Disaster Recovery — WDC On-Prem
Classification: CONFIDENTIAL — Internal Use Only
Document: response-plans/wdc-on-prem-dr.md · v1.0 · 2026-05-12 · GPUS-IT
Scope
This document covers DR for the WDC on-prem cluster (water.wdc.us.gl3, future fire.wdc.us.gl3, future flower.wdc.us.gl3) and the tenant VMs hosted on it (ocean.wdc.us.gl3 today; sky, rain, wind, sun on Fire later).

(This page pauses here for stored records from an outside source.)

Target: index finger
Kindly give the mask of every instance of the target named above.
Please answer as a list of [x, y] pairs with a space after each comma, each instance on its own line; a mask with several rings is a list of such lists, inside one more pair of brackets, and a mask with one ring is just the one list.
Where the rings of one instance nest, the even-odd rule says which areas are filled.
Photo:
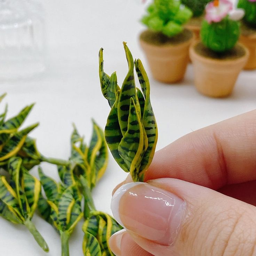
[[256, 179], [256, 111], [189, 134], [156, 152], [145, 181], [168, 177], [218, 189]]

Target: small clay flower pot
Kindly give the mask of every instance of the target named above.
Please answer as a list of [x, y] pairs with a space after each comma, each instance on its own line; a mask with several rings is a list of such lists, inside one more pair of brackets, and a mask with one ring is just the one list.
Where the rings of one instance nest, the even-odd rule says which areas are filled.
[[217, 54], [201, 42], [192, 45], [190, 54], [197, 89], [204, 95], [215, 97], [231, 94], [249, 55], [248, 50], [240, 44], [228, 52]]
[[239, 42], [248, 48], [250, 53], [244, 69], [256, 69], [256, 30], [254, 33], [248, 35], [241, 34]]
[[141, 45], [155, 79], [167, 83], [183, 79], [189, 62], [189, 47], [193, 38], [193, 33], [187, 29], [171, 38], [150, 30], [141, 34]]

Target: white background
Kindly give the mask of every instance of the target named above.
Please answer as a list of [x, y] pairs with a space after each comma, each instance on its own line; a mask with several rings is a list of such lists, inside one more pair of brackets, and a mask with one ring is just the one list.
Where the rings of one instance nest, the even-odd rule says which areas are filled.
[[[55, 0], [45, 1], [47, 67], [33, 79], [1, 81], [1, 93], [8, 95], [9, 117], [24, 106], [36, 104], [25, 125], [39, 121], [31, 134], [38, 147], [48, 157], [67, 159], [70, 151], [72, 123], [88, 141], [93, 117], [102, 127], [110, 108], [102, 96], [98, 74], [98, 54], [104, 48], [104, 67], [117, 72], [121, 84], [127, 70], [123, 41], [134, 58], [144, 64], [151, 82], [152, 105], [158, 124], [160, 149], [183, 135], [205, 126], [256, 108], [256, 73], [243, 71], [233, 94], [214, 99], [199, 94], [193, 85], [193, 68], [188, 67], [184, 81], [167, 85], [154, 80], [138, 44], [143, 26], [139, 22], [145, 7], [139, 0]], [[57, 179], [55, 167], [42, 165], [46, 173]], [[32, 172], [37, 175], [37, 170]], [[97, 208], [111, 213], [111, 192], [125, 178], [110, 155], [105, 175], [94, 190]], [[33, 219], [50, 249], [48, 255], [61, 255], [58, 235], [50, 225], [35, 215]], [[70, 240], [70, 255], [82, 255], [82, 222]], [[24, 227], [0, 219], [0, 255], [46, 255]]]

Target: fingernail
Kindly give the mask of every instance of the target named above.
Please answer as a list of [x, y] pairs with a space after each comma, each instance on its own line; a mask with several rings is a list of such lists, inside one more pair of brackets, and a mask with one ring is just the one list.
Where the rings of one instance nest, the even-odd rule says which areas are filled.
[[123, 182], [121, 182], [120, 183], [118, 184], [118, 185], [117, 185], [114, 189], [113, 191], [112, 191], [112, 195], [113, 196], [113, 195], [115, 193], [115, 191], [117, 191], [117, 190], [121, 186], [126, 183], [129, 183], [130, 182], [132, 182], [133, 178], [131, 177], [131, 175], [130, 175], [130, 174], [129, 174], [126, 177], [126, 178]]
[[121, 186], [111, 204], [114, 217], [127, 230], [164, 245], [174, 241], [185, 207], [176, 195], [139, 182]]
[[126, 232], [124, 229], [120, 230], [111, 236], [109, 239], [109, 246], [116, 256], [121, 256], [121, 240], [123, 235]]

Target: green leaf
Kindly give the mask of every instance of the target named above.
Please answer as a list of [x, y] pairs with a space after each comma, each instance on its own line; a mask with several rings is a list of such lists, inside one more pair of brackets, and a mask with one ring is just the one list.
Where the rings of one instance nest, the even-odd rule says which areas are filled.
[[17, 115], [8, 120], [0, 127], [0, 145], [3, 144], [8, 138], [9, 135], [15, 132], [21, 125], [34, 105], [25, 107]]
[[143, 157], [143, 127], [140, 114], [130, 99], [127, 130], [118, 146], [118, 152], [128, 166], [134, 180], [140, 180], [139, 166]]
[[75, 203], [72, 193], [72, 189], [69, 187], [63, 193], [59, 201], [58, 219], [62, 231], [66, 230], [67, 224], [70, 221], [71, 211]]
[[112, 107], [115, 101], [116, 92], [120, 89], [120, 87], [117, 85], [117, 73], [114, 72], [110, 77], [107, 91], [107, 98], [111, 107]]
[[95, 237], [86, 232], [83, 241], [83, 251], [85, 256], [101, 256], [101, 247]]
[[41, 167], [38, 168], [40, 181], [43, 188], [46, 197], [49, 201], [55, 202], [58, 199], [59, 190], [58, 184], [54, 179], [46, 176]]
[[15, 133], [9, 138], [0, 152], [0, 161], [8, 159], [17, 154], [25, 142], [27, 134], [38, 126], [38, 124], [33, 125]]
[[11, 211], [17, 214], [23, 221], [24, 221], [24, 218], [20, 211], [17, 195], [8, 184], [4, 176], [0, 178], [0, 199], [8, 206]]
[[110, 76], [106, 74], [103, 70], [103, 48], [101, 48], [99, 53], [99, 81], [102, 94], [107, 99], [107, 86], [109, 81]]
[[0, 216], [7, 221], [15, 224], [22, 224], [22, 221], [17, 216], [16, 213], [11, 210], [7, 205], [0, 200]]
[[149, 78], [140, 59], [135, 60], [135, 66], [139, 83], [145, 97], [142, 124], [146, 131], [148, 146], [144, 153], [140, 171], [143, 173], [151, 163], [154, 154], [158, 137], [157, 122], [150, 102], [150, 87]]
[[40, 182], [26, 170], [22, 169], [24, 187], [26, 197], [30, 207], [29, 216], [32, 218], [36, 209], [41, 193]]
[[109, 148], [115, 160], [123, 170], [129, 172], [128, 167], [118, 152], [118, 146], [123, 135], [119, 126], [117, 111], [114, 106], [112, 107], [107, 118], [105, 136]]
[[15, 182], [15, 192], [19, 209], [21, 210], [22, 215], [26, 217], [29, 209], [25, 192], [21, 185], [21, 174], [20, 173], [20, 171], [22, 161], [21, 158], [10, 158], [8, 163], [8, 169], [11, 173], [12, 179]]
[[128, 62], [129, 70], [122, 86], [117, 107], [118, 121], [123, 136], [124, 135], [127, 129], [130, 99], [132, 98], [136, 103], [137, 97], [133, 72], [134, 66], [133, 59], [126, 43], [123, 42], [123, 46]]
[[107, 164], [107, 149], [103, 131], [93, 120], [93, 132], [88, 152], [88, 161], [91, 169], [91, 187], [104, 174]]

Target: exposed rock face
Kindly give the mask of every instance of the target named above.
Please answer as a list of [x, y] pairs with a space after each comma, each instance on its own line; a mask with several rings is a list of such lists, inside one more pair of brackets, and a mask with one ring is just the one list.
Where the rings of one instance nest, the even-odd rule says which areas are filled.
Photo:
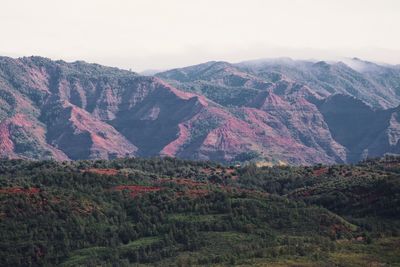
[[3, 57], [0, 157], [313, 164], [398, 153], [399, 71], [352, 62], [209, 62], [144, 77]]

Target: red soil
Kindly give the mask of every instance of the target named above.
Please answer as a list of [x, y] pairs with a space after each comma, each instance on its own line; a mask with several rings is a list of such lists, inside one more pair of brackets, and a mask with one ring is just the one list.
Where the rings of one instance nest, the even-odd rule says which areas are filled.
[[129, 190], [129, 191], [131, 191], [131, 196], [136, 197], [142, 193], [160, 191], [161, 187], [143, 186], [143, 185], [118, 185], [118, 186], [114, 187], [114, 190], [117, 190], [117, 191]]

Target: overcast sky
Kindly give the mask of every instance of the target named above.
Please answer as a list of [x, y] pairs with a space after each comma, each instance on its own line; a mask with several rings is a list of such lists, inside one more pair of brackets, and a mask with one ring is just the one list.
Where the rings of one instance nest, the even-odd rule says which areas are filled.
[[399, 0], [0, 0], [0, 54], [166, 69], [209, 60], [400, 63]]

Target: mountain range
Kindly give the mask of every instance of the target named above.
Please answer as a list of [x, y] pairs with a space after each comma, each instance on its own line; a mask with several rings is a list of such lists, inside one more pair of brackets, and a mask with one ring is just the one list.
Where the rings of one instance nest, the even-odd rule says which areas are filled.
[[400, 66], [213, 61], [152, 76], [0, 57], [0, 157], [308, 165], [400, 152]]

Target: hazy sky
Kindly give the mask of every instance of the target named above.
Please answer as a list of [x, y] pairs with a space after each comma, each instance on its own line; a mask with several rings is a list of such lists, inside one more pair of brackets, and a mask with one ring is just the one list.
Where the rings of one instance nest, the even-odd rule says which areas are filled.
[[400, 63], [400, 0], [0, 0], [0, 54], [165, 69], [209, 60]]

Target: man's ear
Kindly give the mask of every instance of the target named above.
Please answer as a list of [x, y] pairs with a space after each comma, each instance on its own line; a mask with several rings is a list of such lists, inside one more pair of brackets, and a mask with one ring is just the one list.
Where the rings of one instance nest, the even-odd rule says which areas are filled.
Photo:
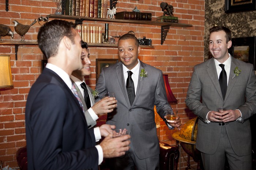
[[63, 41], [63, 43], [64, 44], [66, 47], [69, 50], [70, 50], [71, 48], [71, 44], [72, 44], [70, 39], [66, 36], [64, 36], [62, 39], [62, 41]]
[[230, 40], [227, 42], [227, 49], [229, 48], [232, 46], [232, 41]]

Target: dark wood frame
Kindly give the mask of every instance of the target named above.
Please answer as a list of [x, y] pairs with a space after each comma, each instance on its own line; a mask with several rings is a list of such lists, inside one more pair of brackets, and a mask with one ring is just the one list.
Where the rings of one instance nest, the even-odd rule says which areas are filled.
[[237, 12], [256, 10], [256, 0], [225, 0], [225, 12]]
[[101, 69], [104, 66], [104, 64], [108, 64], [109, 65], [113, 64], [118, 62], [118, 59], [96, 59], [96, 83], [99, 78], [99, 74], [101, 72]]
[[229, 49], [229, 52], [233, 56], [234, 47], [248, 46], [249, 57], [248, 62], [253, 64], [255, 70], [256, 70], [256, 59], [255, 59], [255, 45], [256, 36], [232, 38], [232, 46]]
[[43, 70], [44, 68], [45, 67], [45, 65], [47, 64], [47, 60], [42, 60], [41, 61], [41, 63], [42, 64], [42, 69], [41, 69], [41, 72], [43, 72]]

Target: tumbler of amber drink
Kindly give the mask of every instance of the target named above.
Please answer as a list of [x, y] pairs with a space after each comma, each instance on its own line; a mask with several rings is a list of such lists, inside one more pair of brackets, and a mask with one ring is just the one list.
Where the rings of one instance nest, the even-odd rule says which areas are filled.
[[168, 111], [165, 114], [166, 121], [170, 123], [174, 123], [179, 116], [177, 115], [177, 111], [174, 112], [173, 110]]

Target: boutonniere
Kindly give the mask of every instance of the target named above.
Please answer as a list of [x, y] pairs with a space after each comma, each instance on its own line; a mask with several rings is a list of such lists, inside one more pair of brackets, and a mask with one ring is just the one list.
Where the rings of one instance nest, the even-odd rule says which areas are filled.
[[141, 77], [140, 78], [140, 81], [141, 82], [141, 80], [142, 79], [143, 77], [147, 77], [147, 71], [145, 71], [145, 69], [144, 68], [142, 69], [140, 73], [140, 76]]
[[239, 75], [239, 74], [240, 74], [242, 70], [239, 70], [238, 68], [238, 67], [236, 67], [235, 68], [235, 70], [234, 70], [234, 76], [232, 78], [233, 79], [233, 78], [235, 77], [235, 76], [238, 76]]
[[99, 96], [99, 93], [97, 91], [97, 90], [96, 89], [93, 90], [91, 92], [91, 94], [95, 99]]

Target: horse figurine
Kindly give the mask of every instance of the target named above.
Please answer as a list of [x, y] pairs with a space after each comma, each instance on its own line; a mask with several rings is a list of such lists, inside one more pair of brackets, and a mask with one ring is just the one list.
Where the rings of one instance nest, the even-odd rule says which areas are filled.
[[108, 18], [108, 16], [109, 15], [109, 18], [110, 19], [114, 19], [114, 15], [116, 14], [117, 9], [117, 8], [115, 8], [114, 7], [113, 7], [112, 9], [110, 9], [110, 8], [108, 8], [108, 10], [107, 12], [107, 18]]

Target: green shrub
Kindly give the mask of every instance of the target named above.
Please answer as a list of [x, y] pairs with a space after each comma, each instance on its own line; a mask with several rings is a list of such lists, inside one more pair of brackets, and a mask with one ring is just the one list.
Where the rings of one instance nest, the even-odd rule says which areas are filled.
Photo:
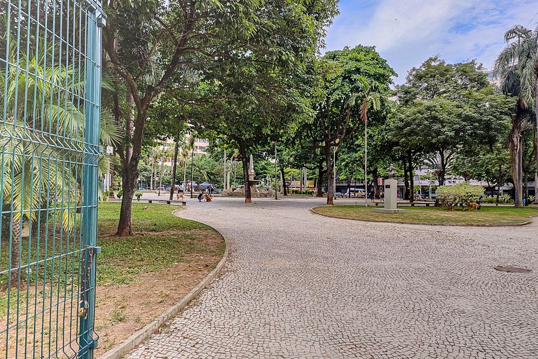
[[483, 196], [484, 189], [481, 186], [471, 186], [462, 182], [453, 186], [439, 186], [436, 191], [437, 198], [450, 210], [458, 203], [464, 205], [476, 203], [480, 196]]
[[484, 202], [486, 203], [497, 203], [497, 196], [484, 198]]
[[499, 201], [501, 202], [504, 202], [505, 203], [512, 203], [512, 198], [510, 196], [509, 194], [504, 194], [501, 196]]

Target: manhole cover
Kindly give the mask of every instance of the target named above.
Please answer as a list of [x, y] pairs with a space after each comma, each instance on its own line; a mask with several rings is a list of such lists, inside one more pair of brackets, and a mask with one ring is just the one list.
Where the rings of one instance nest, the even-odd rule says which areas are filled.
[[518, 268], [517, 266], [495, 266], [493, 267], [493, 269], [496, 271], [508, 273], [529, 273], [532, 271], [532, 269], [527, 269], [526, 268]]

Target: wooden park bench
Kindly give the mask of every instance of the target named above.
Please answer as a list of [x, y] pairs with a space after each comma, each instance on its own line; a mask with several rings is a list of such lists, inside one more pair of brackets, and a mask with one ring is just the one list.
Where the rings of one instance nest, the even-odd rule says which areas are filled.
[[167, 205], [174, 205], [174, 204], [180, 204], [181, 205], [185, 206], [187, 205], [186, 201], [180, 201], [180, 200], [170, 200], [170, 199], [141, 199], [139, 201], [144, 201], [147, 202], [148, 203], [166, 203]]

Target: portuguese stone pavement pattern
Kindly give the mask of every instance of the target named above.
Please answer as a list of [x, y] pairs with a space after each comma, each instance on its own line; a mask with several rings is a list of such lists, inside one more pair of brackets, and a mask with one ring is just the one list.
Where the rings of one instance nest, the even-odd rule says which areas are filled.
[[222, 233], [229, 262], [129, 358], [538, 358], [536, 222], [368, 223], [310, 213], [319, 199], [254, 202], [189, 201], [180, 215]]

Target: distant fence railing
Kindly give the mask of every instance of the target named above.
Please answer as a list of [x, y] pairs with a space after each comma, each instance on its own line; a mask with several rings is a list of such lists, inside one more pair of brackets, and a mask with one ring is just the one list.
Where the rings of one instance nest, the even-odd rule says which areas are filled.
[[101, 1], [0, 0], [0, 358], [92, 358]]

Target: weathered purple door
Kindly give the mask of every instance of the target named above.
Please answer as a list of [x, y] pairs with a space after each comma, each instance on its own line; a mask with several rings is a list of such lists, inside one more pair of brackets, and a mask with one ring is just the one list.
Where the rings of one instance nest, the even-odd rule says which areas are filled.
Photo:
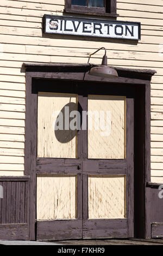
[[133, 98], [97, 83], [40, 89], [37, 239], [133, 237]]

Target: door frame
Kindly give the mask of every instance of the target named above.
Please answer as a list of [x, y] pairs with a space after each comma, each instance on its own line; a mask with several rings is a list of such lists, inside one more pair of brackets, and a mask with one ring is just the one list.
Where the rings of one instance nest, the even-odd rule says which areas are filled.
[[[89, 75], [88, 72], [95, 65], [78, 64], [24, 63], [26, 69], [26, 112], [25, 134], [24, 175], [30, 176], [30, 204], [28, 211], [29, 235], [35, 240], [36, 221], [36, 175], [37, 138], [37, 94], [33, 92], [35, 79], [50, 79], [64, 81], [100, 82], [106, 86], [115, 84], [134, 88], [135, 92], [134, 122], [134, 163], [136, 173], [134, 174], [134, 237], [151, 237], [151, 225], [149, 202], [146, 183], [151, 181], [151, 84], [152, 76], [155, 72], [114, 68], [118, 78], [104, 79]], [[139, 122], [136, 122], [139, 121]], [[139, 159], [139, 160], [137, 160]], [[137, 200], [136, 200], [137, 199]], [[142, 227], [142, 228], [141, 228]]]

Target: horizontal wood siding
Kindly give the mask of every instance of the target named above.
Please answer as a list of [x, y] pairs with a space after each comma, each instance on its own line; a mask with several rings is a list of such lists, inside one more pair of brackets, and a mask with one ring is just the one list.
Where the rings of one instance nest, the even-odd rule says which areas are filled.
[[[43, 15], [62, 15], [64, 0], [1, 0], [0, 175], [23, 174], [26, 79], [22, 63], [85, 63], [89, 54], [102, 46], [107, 49], [109, 65], [157, 71], [151, 84], [151, 175], [152, 181], [163, 182], [163, 1], [117, 2], [118, 20], [141, 22], [141, 40], [137, 44], [45, 36]], [[91, 62], [101, 63], [103, 54], [100, 51]]]

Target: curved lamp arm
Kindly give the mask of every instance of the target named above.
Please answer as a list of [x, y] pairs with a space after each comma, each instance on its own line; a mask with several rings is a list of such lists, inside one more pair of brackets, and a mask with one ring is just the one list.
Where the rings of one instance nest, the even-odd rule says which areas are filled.
[[[92, 55], [93, 55], [93, 54], [96, 53], [96, 52], [97, 52], [98, 51], [99, 51], [100, 50], [102, 50], [102, 49], [103, 49], [105, 50], [105, 55], [104, 56], [106, 56], [106, 50], [105, 49], [105, 48], [104, 47], [101, 47], [101, 48], [99, 48], [99, 49], [98, 49], [97, 51], [95, 51], [95, 52], [93, 52], [93, 53], [91, 53], [90, 55], [90, 56], [89, 57], [89, 59], [88, 59], [88, 61], [87, 61], [87, 63], [89, 63], [89, 61], [90, 61], [90, 57], [91, 57]], [[107, 64], [106, 64], [107, 65]]]

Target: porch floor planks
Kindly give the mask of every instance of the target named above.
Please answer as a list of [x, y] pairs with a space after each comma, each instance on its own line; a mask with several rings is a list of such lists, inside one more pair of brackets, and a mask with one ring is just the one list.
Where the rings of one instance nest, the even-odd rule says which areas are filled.
[[163, 245], [163, 239], [108, 239], [80, 240], [55, 241], [57, 245]]

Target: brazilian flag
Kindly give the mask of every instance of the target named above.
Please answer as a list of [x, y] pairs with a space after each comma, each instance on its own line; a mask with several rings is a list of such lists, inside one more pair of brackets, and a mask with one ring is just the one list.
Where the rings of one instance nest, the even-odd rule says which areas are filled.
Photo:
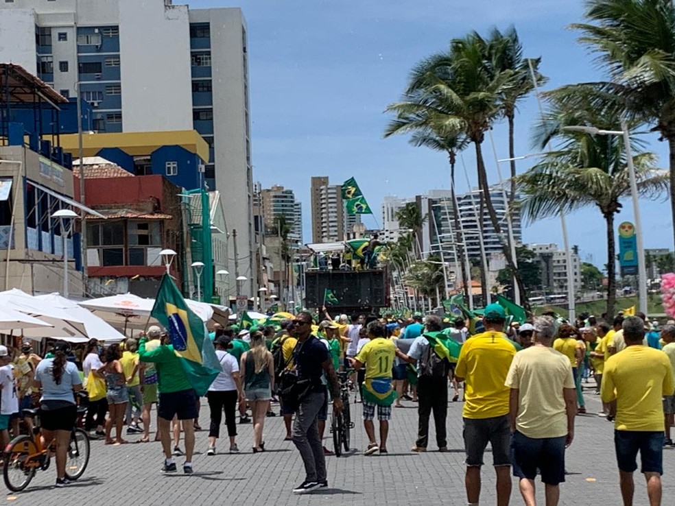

It is a section of the broader Greenpeace USA Disaster Recovery Plan.
1. Objectives
| Asset Tier |
RTO |
RPO |
Tier 1 (e.g. ocean/KACE) |
4 h |
4 h |
| Tier 2 |
8 h |
12 h |
| Tier 3 |
24 h |
24 h |
| WDC site (full loss) |
24 h (Tier 1 only, in GCP cold standby) |
24 h |
2. Disaster Classifications
| Tier |
Definition |
Examples |
Lead Decision Maker |
| 1 — Catastrophic |
WDC office unreachable / destroyed |
Fire, flood, prolonged power loss > 24 h |
Director, Cyber Security & Cloud Architecture |
| 2 — Major |
Cluster offline, hardware salvageable |
Both Meraki + core switch failure, NAS failure |
IT Operations Lead |
| 3 — Moderate |
Single host failure, VMs need migration |
water hardware failure |
On-call engineer |
| 4 — Minor |
Single VM failure, no host impact |
ocean corruption |
On-call engineer |
3. Recovery Strategy
3.1 Tier 4 (single VM)
- Open KACE ticket.
- Restore from last good Veeam restore point (RPO ≤ 4 h for Tier 1).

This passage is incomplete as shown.